Wednesday, August 11, 2010

Why

On January 12th of this year our family drove to Swedish for Chris to have the first surgery in a plan that would have him on maintenance chemo and cancer free by the end of April. Obviously it didn't work out according to our or our doctors' plan.

On January 12th of this year 200,000 Haitians died in a 7.0 earthquake that ravaged their country. 2,000,000 were left homeless.

On January 12th God was holding a family in Seattle. On January 12th God was holding families in Haiti. God holds, loves and carries every day and every single day someone is having a January 12th or, in our case, a March 4th. One of the consistent questions I get emailed, asked in the store, on the phone, even at church...is this..."How can you still have faith that God is there, that God is good, that God really does love you?"

My trite answer when I am tired is "bad things happen to good people." My theologically thought out answer is that scripture is filled with examples of people whose lives were ripped apart from the human viewpoint and God rebuilt them and is invested in who we all are as people. The answer that resounds loudly in my heart is simply that I feel Him. I feel Him when I sing hymns, when I work in my garden, when I sit up late at night with sick kids. I feel Him. It's really that simple. And yes I have those same questions..."but why do You let this happen or that happen?" I get frustrated with Him, I don't understand Him, I can think of no other way to describe this God than He is a Great Mysterious Lover of my soul. And yet I feel Him.

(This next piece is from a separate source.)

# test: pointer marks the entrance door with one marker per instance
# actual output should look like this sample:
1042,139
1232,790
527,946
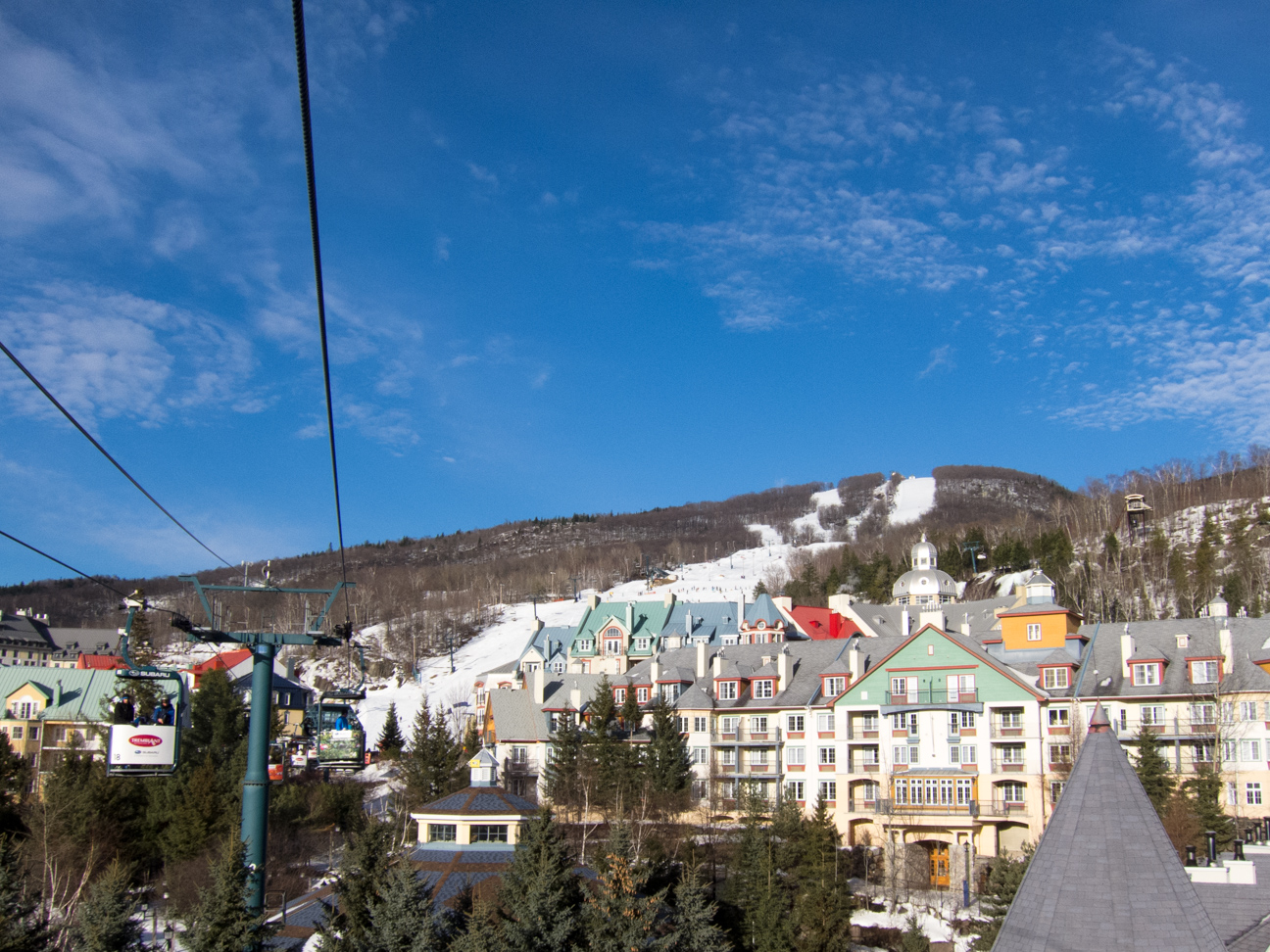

I see through a mirror dimly, but I am in good company. St. Paul saw through that same mirror, as did Moses and Jeremiah and my own Aunt Dorothy and Grandmother Bowles and Grandmother Sell and now they all see clearly and I will too one day. Chris was an encourager to me, he was that person who always was in my ear saying I could do it and to try. I feel that even more so now, he sees clearly. Scripture is filled with examples of God at work, of lives forever changed, of a people who see dimly and then SEE and I firmly believe we are not only readers of that story but a part of it.

I don't know why Chris died at 46. I don't know why the surgery plan blew up in our faces so badly. I don't know why there are hundreds of thousands of children orphaned in Haiti. I don't know why things have happened in Darfur. All I know is that God is God and I am not. And I FEEL Him.